The higher the pitch, the more activity there was in this area, Dichter says. The region fired even when people weren't speaking, but just listening to recordings of themselves speak. That suggests this part of the brain functions when we hear a change in vocal pitch, as well as when we change the pitch ourselves.

The next major step, Chang says, is to harness this information to improve devices for people who struggle with speech.

Emily Myers, an associate professor in the departments of speech, language and hearing sciences at the University of Connecticut, who was not involved in the study, says this new research could be especially useful to sufferers of aprosodia, a neurological condition that some researchers have described as "a disruption in the expression or comprehension of the changes in pitch, loudness, rate, or rhythm that convey a speaker's emotional intent."

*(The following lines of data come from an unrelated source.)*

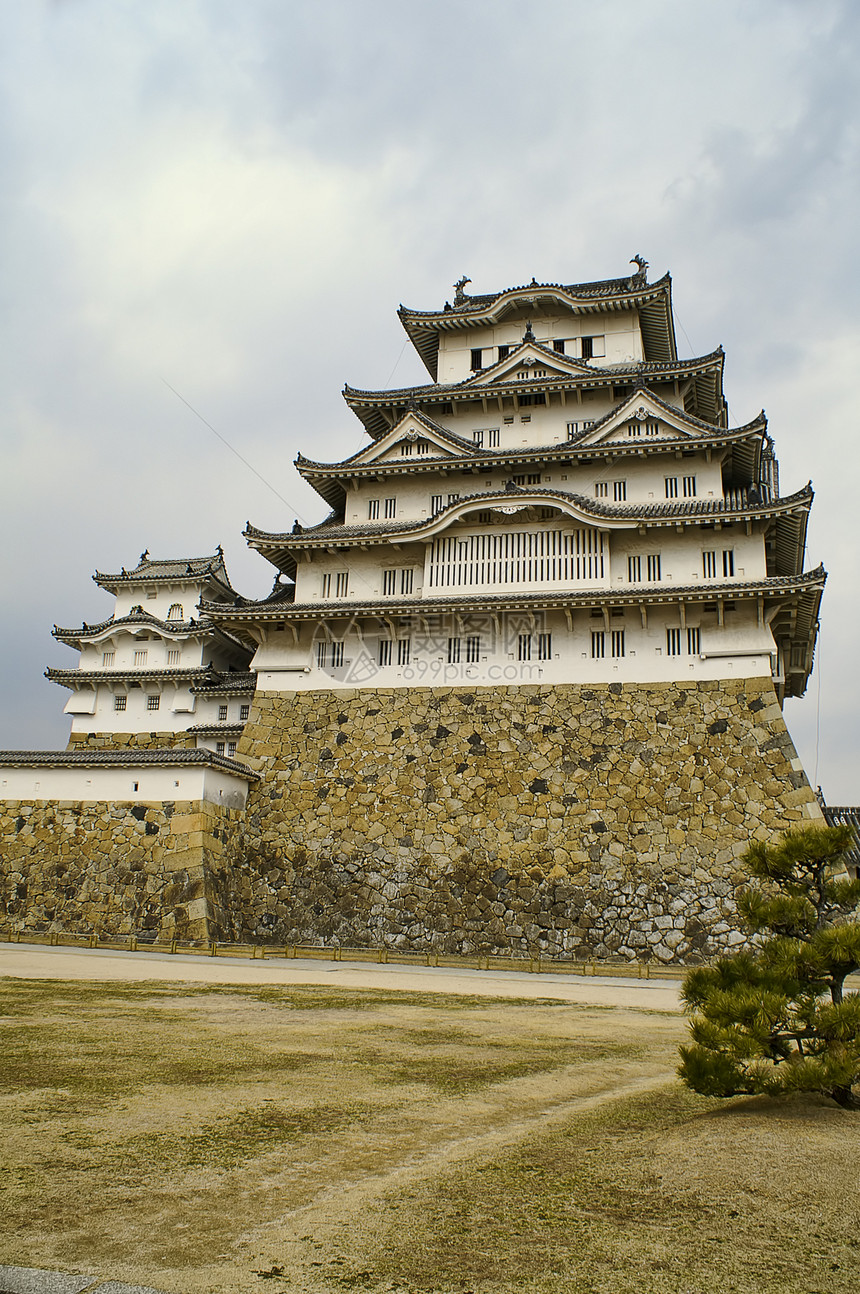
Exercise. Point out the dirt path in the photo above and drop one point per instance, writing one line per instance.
(321, 1232)
(31, 962)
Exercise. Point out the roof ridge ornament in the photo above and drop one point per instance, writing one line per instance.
(459, 295)
(642, 274)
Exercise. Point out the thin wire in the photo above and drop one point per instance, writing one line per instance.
(817, 712)
(684, 331)
(397, 361)
(225, 441)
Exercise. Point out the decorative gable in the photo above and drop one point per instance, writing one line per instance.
(413, 436)
(640, 419)
(529, 362)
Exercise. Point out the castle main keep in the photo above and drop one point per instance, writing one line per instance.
(519, 691)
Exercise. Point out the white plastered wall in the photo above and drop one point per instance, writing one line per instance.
(124, 786)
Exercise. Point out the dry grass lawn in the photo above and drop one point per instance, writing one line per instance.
(214, 1139)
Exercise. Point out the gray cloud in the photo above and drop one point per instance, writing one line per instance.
(234, 198)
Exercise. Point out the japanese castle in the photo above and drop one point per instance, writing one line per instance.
(564, 502)
(520, 690)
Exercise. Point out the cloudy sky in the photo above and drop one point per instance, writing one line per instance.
(228, 201)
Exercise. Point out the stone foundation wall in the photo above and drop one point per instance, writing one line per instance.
(570, 821)
(133, 740)
(113, 868)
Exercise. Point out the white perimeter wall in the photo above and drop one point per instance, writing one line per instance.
(124, 786)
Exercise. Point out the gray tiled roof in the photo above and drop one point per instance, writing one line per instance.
(558, 449)
(622, 373)
(698, 507)
(596, 289)
(630, 594)
(123, 757)
(221, 683)
(70, 677)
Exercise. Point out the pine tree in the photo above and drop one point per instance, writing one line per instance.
(776, 1020)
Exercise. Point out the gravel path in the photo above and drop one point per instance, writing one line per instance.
(35, 962)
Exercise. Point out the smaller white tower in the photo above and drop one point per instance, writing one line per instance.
(157, 673)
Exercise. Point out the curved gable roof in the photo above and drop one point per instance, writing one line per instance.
(652, 300)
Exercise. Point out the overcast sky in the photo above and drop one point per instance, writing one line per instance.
(230, 199)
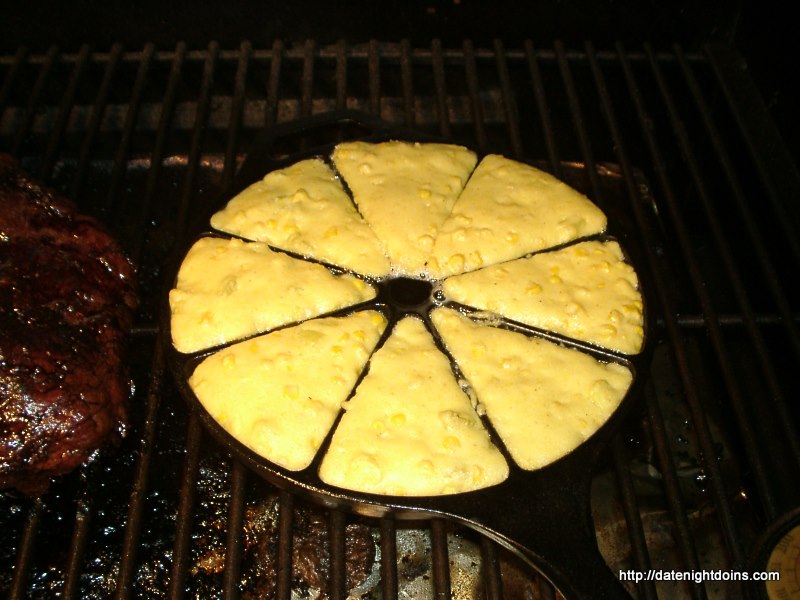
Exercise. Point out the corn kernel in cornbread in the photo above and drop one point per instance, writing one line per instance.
(229, 289)
(405, 192)
(543, 399)
(410, 429)
(279, 393)
(585, 291)
(303, 208)
(509, 209)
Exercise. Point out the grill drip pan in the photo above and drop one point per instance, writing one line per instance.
(543, 516)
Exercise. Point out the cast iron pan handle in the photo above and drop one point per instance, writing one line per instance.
(544, 518)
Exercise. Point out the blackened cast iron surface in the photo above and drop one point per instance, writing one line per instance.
(544, 515)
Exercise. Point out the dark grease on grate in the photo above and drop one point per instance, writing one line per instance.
(146, 138)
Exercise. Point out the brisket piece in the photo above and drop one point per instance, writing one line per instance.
(67, 296)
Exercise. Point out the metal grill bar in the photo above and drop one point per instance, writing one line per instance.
(133, 108)
(754, 236)
(673, 492)
(63, 112)
(633, 519)
(388, 545)
(655, 419)
(233, 540)
(93, 124)
(678, 343)
(778, 400)
(441, 560)
(779, 175)
(183, 527)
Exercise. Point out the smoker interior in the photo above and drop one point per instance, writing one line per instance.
(700, 475)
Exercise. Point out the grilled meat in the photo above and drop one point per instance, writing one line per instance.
(67, 296)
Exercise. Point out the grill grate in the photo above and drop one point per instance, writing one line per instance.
(146, 138)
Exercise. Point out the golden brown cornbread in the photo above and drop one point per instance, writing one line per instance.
(279, 393)
(586, 291)
(229, 289)
(409, 429)
(543, 399)
(405, 191)
(303, 208)
(509, 209)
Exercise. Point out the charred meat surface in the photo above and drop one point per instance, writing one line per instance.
(67, 297)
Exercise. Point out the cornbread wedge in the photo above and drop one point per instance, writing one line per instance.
(409, 429)
(585, 291)
(304, 209)
(543, 399)
(509, 209)
(229, 289)
(279, 393)
(405, 192)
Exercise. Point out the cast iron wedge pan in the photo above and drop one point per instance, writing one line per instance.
(543, 516)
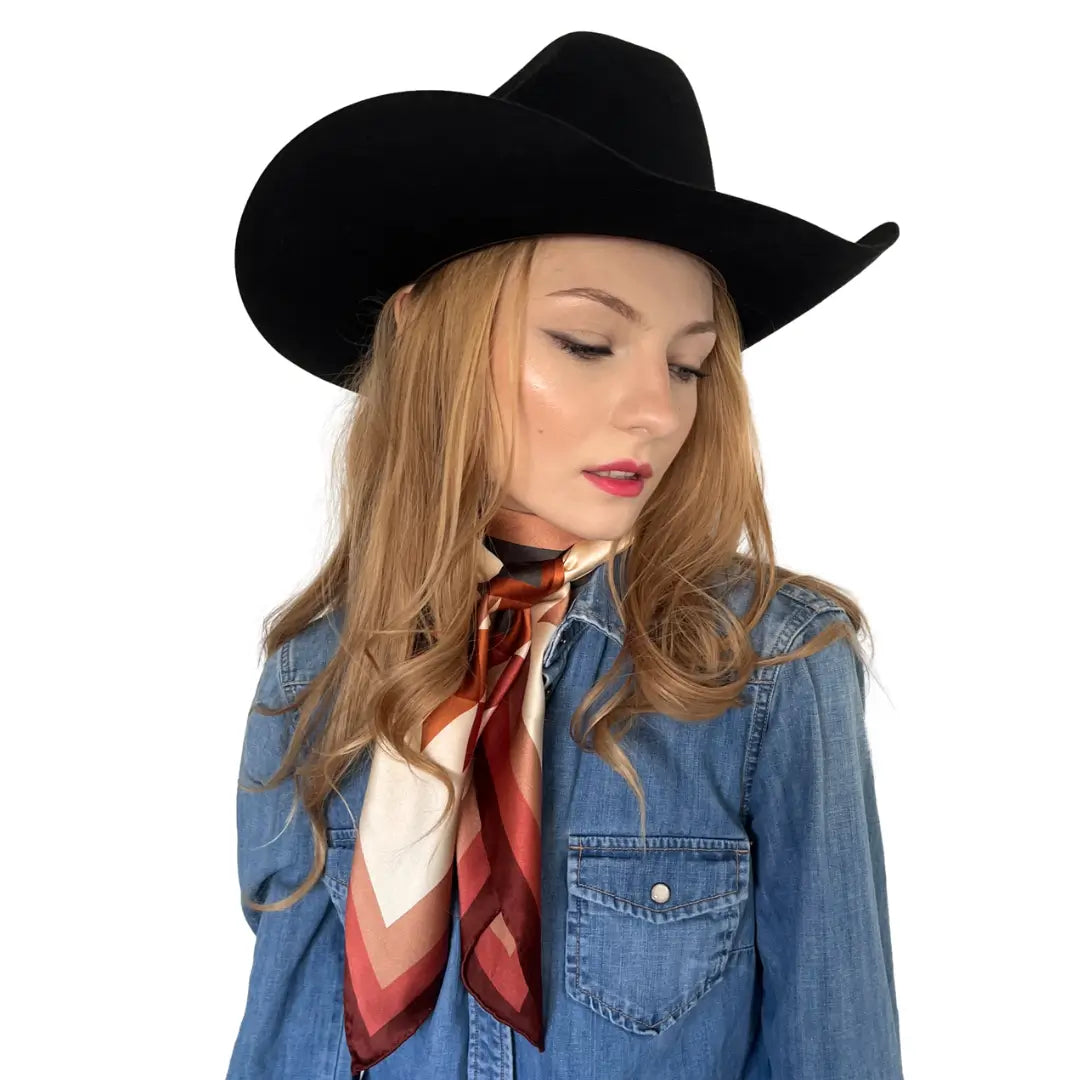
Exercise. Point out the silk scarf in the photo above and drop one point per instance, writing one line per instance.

Someone with this disorder, Myers says, will typically have a very flat voice, such as sometimes happens in people who have Parkinson's disease, or after a stroke.

"Maybe, down the road, knowing how these areas of the brain are responsible in controlling the melody of your voice might set the stage for things like cortical arrays of electrodes that could be implanted that could help people regain that melody if they've lost it," she says.

An interesting next step in the research, Chang says, would be to investigate the way that people's brains work when speaking a language other than English, such as Mandarin — where varying the intonation can significantly change the meaning of a word.

"In Mandarin, every syllable has its own pitch tone and trajectory," Chang explains. "We'd like to understand how those differences occur as people across different languages speak and understand pitch changes."